Layering in Margaret's life history, however, adds depth, and makes this feel as much like a generational novel in the literature and fiction category as it does something to be slotted on the romance shelves. Relationships and the nature of love are still at the forefront of Margaret's story, but the 150-year history of her family adds several opportunities to explore the nuances of human interaction that otherwise wouldn't be accessible in a tale about a singular couple. After all, if you're deep-diving on just two people, they only have so many experiences from which the author can craft an examination of love and the ways that we form relationships. With Margaret's family history, we get to see a plethora of characters, connections, and family dynamics, with couplings that span everything from passionate, world-stopping love to marriages arranged for political and financial reasons.

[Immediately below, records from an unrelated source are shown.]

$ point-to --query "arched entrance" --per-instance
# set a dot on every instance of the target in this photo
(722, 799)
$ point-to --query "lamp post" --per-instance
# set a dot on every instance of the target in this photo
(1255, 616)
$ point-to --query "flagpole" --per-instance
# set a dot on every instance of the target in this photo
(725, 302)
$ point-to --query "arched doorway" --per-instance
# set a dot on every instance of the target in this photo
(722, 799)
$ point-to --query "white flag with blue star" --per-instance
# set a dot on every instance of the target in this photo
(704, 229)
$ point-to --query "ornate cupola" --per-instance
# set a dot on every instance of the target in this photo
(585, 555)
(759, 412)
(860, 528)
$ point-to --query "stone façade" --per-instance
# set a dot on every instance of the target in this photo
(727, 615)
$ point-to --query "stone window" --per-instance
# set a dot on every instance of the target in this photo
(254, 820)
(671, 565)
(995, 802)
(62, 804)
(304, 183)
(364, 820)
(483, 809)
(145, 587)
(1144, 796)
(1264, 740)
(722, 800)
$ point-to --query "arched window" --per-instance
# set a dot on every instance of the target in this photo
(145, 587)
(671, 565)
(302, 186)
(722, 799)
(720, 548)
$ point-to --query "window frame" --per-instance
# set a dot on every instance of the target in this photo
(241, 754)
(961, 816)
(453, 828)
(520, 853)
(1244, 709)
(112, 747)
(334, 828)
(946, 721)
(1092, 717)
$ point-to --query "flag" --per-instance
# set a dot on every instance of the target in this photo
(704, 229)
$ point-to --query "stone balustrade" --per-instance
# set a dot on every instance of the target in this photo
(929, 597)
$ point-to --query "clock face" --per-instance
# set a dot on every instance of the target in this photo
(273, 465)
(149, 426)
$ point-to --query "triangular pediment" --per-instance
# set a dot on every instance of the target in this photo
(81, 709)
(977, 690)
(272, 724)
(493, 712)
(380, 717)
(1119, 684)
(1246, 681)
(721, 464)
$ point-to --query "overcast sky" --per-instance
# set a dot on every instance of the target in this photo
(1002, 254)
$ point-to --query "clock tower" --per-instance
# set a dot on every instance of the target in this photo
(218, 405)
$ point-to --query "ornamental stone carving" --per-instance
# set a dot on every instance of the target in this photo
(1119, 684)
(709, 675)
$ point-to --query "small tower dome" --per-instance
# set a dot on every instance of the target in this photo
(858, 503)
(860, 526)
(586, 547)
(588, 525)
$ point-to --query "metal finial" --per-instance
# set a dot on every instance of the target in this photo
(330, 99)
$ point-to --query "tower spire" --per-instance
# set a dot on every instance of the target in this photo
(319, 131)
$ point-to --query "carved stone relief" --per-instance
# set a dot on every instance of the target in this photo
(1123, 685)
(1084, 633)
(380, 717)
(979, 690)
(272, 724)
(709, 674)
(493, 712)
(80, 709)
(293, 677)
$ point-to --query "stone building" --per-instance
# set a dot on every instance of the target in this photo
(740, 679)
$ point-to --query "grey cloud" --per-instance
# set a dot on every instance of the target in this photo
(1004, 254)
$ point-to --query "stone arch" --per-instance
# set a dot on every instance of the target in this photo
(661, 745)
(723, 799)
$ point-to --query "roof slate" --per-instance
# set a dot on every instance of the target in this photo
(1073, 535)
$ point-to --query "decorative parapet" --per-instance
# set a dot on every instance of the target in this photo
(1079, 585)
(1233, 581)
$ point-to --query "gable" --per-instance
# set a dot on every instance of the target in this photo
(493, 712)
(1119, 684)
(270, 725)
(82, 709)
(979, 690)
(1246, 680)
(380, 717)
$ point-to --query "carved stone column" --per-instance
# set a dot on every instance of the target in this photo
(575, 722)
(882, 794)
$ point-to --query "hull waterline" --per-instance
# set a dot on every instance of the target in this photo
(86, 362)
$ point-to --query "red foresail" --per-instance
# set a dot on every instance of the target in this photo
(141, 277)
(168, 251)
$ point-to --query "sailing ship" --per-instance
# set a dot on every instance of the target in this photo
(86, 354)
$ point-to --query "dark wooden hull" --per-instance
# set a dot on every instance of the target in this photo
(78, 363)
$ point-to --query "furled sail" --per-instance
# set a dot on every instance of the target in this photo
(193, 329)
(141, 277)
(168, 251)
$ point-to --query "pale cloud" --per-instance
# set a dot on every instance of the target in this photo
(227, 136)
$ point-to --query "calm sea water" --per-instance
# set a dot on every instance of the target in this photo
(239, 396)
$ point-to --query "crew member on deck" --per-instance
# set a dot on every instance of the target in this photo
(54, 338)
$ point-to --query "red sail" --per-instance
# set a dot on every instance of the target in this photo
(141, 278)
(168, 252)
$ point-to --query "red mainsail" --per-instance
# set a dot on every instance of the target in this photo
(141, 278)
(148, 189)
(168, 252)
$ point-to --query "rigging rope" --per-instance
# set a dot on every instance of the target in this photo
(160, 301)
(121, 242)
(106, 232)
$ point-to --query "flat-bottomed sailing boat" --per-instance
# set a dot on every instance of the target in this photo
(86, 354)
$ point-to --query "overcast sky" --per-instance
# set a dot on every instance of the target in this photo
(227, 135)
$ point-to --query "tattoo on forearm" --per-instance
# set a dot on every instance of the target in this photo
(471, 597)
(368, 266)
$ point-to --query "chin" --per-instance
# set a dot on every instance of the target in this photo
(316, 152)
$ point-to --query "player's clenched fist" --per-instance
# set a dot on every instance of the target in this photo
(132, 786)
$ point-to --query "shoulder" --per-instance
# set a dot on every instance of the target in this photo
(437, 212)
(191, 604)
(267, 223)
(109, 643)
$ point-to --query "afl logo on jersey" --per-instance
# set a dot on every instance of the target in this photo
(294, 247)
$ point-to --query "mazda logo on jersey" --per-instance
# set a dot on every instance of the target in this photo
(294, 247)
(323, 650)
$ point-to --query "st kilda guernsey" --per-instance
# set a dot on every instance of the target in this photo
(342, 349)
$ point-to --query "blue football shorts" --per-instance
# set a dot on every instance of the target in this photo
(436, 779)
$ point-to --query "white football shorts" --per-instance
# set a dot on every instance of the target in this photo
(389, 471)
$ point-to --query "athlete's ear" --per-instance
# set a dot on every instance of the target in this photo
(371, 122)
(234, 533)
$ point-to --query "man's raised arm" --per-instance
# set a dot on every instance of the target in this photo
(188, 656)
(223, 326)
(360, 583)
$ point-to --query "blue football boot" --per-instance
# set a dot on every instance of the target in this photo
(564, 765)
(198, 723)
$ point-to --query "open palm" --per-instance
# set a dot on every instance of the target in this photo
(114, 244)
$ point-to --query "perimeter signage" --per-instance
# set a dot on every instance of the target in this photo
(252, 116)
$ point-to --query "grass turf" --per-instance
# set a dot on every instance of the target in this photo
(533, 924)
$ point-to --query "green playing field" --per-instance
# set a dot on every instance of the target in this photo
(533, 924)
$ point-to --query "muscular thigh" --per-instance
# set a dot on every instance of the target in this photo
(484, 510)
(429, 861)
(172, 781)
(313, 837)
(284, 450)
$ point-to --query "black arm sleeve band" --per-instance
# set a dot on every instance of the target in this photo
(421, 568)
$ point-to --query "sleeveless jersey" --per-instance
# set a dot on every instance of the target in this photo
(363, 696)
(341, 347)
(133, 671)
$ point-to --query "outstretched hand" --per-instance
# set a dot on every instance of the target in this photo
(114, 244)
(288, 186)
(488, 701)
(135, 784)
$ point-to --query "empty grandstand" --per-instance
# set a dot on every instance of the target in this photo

There's also a protective subtext to the way in which Margaret's shares her family history that doesn't go unnoticed. Both Alice and Hayden can sense that while Margaret isn't outright lying to them (although she may be), she's at a minimum obfuscating or omitting some key bits of truth. Even Margaret admits as much: "There's an old saying about stories, and how there are always three versions of them: yours, mine, and the truth."

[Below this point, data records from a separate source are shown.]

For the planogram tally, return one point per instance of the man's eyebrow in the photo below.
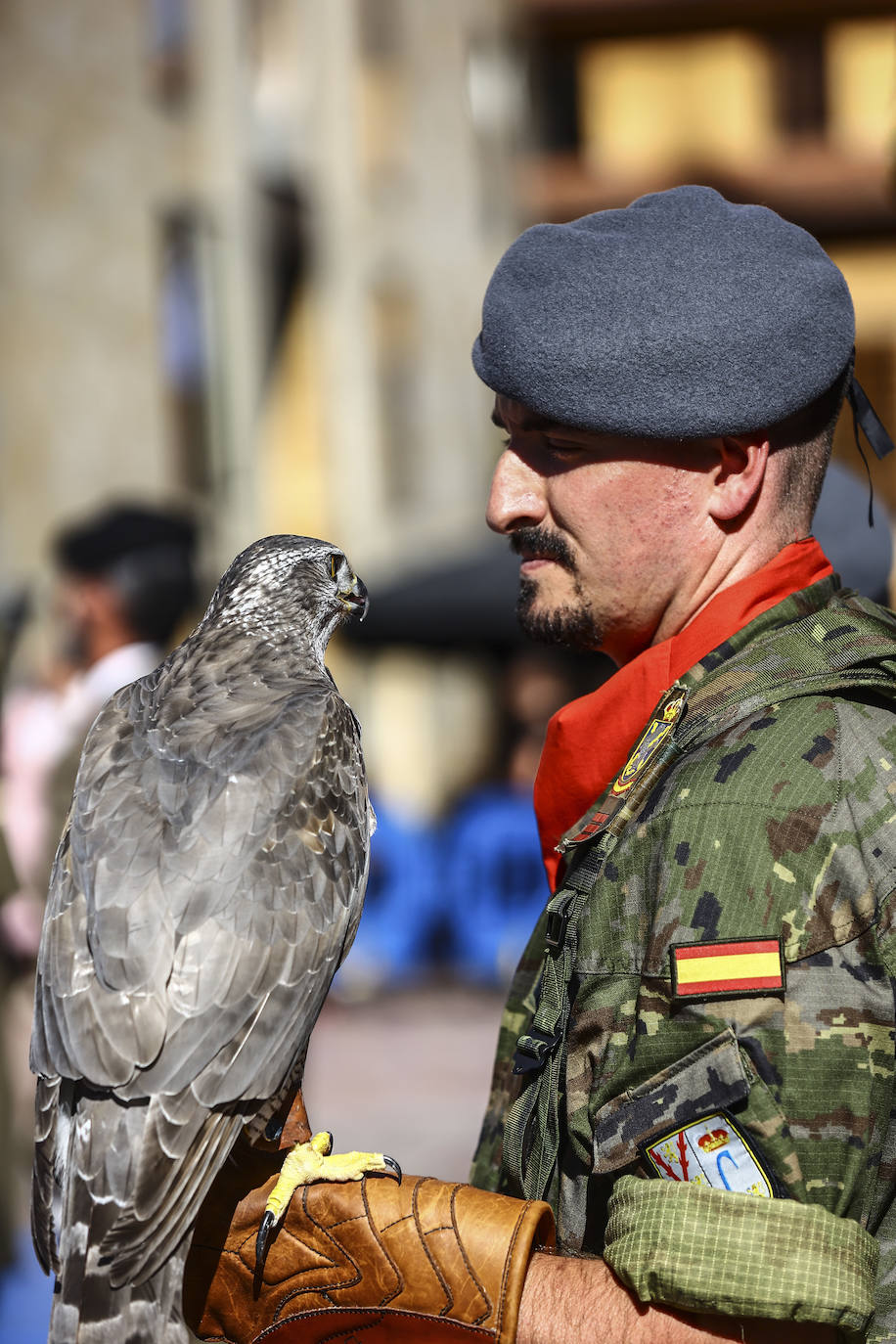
(531, 421)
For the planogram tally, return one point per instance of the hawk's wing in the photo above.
(205, 888)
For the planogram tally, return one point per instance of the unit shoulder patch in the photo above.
(712, 1150)
(731, 969)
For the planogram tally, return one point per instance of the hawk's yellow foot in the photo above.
(312, 1161)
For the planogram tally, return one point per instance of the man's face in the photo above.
(607, 528)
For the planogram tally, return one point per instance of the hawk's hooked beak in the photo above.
(355, 599)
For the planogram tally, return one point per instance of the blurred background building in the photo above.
(242, 252)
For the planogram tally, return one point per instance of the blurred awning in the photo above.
(468, 601)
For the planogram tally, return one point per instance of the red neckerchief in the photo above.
(590, 739)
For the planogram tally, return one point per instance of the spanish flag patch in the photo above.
(727, 969)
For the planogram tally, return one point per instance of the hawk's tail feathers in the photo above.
(128, 1315)
(43, 1232)
(165, 1207)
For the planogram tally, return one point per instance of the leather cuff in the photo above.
(421, 1261)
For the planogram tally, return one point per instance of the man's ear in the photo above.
(737, 476)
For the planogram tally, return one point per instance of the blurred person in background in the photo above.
(696, 1063)
(125, 584)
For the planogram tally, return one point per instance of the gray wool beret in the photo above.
(680, 316)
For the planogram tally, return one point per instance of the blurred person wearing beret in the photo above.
(125, 582)
(694, 1070)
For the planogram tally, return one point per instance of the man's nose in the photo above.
(516, 498)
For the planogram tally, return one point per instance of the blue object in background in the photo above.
(391, 945)
(25, 1296)
(493, 880)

I've really come to appreciate the risks Henry has taken with her writing in recent years. I'm sure it would be easier for her to churn out simple, tropey, pure romance novels year after year, and her adoring fans would continue to gobble them up (myself included). But she has continuously pushed the envelope with the last few books she's released, and she's continued to become a better writer as a result. She stretched beyond romance in Happy Place to explore the nature and importance of lifelong friendships, and she continued her evolution in Funny Story to dig deeper into the impact family history can have on a person's ability to form relationships. She goes even deeper down that path in Great Big Beautiful Life. Alice and Hayden both have complicated relationships with their families—something they actually bond over—and both suffer from feelings of not being good enough for their parents, especially as compared to their over-achieving siblings. But with Margaret sharing not just her life story, but the history of the Ives family going back four generations, Henry explores an even more complicated family situation, one whose imperfections are exacerbated by fame and wealth and a prominent place in the public eye.
All of the familiar smile-inducing elements of an Emily Henry novel are present: the witty banter, the lovable characters, and the passionate proclamations of world-stopping love that will make even the biggest cynic swoon. But once again Henry drifts into sadder and more serious subjects, just as she did in Happy Place and Funny Story. For audiobook fans—always my choice for an Emily Henry novel—the inimitable Julia Whelan once again narrates in perhaps her best performance yet. This is Henry's most complex novel to-date, by a fairly wide margin, and the added layers that the enigmatic Margaret and her life story provide take it up a notch. I appreciated the ambition of the novel, and the execution lived up to challenge of writing something that was quite a bit bigger and more nuanced than her previous novels. It checked all the boxes that I wanted from this one, plus some. It's another winner from Henry.